I am occasionally asked how I keep coming up with design ideas for the various seasonal displays Wellfield presents each year.
I often mentally freeze up as a design deadline approaches, and I feel like I do not have a real hit. But then I remember the words of my landscape design professor at Michigan State University that I have found very helpful: There is rarely a completely new idea under the sun, rather just borrowed and re-synthesized ones. In other words, relax and look around you at other designs for an idea you can borrow and throw into the blender along with other ideas.
What landscapes, and landscape features, inspire you? Analyze and extract the essence of the design and run with it. I also often receive from the public, staff and volunteers suggestions that serve as a springboard from which I can explore a concept. When I have a possible concept, I turn to Google and Pinterest to see what is out there from which I can borrow and adapt.

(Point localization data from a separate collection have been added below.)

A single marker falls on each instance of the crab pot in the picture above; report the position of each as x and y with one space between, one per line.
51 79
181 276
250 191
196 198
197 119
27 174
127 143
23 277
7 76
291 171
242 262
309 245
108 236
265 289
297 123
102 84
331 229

Another thing I have learned about the design process relates to what I call the “dark early days of uncertainty,” which proceed the light of inspiration. There is often a considerable period of time, long before I approach the design table, where I sit with a design problem, letting it roll around in my head, and consider it from multiple angles. This can be frustrating, and I sometimes feel like I am not making progress and doing any real work, but the truth is I am picking up one idea after another, seeing if it fits the situation or greases the mental wheels. Inevitably, something emerges from the chaos of forming something from nothing, and a new creation is born.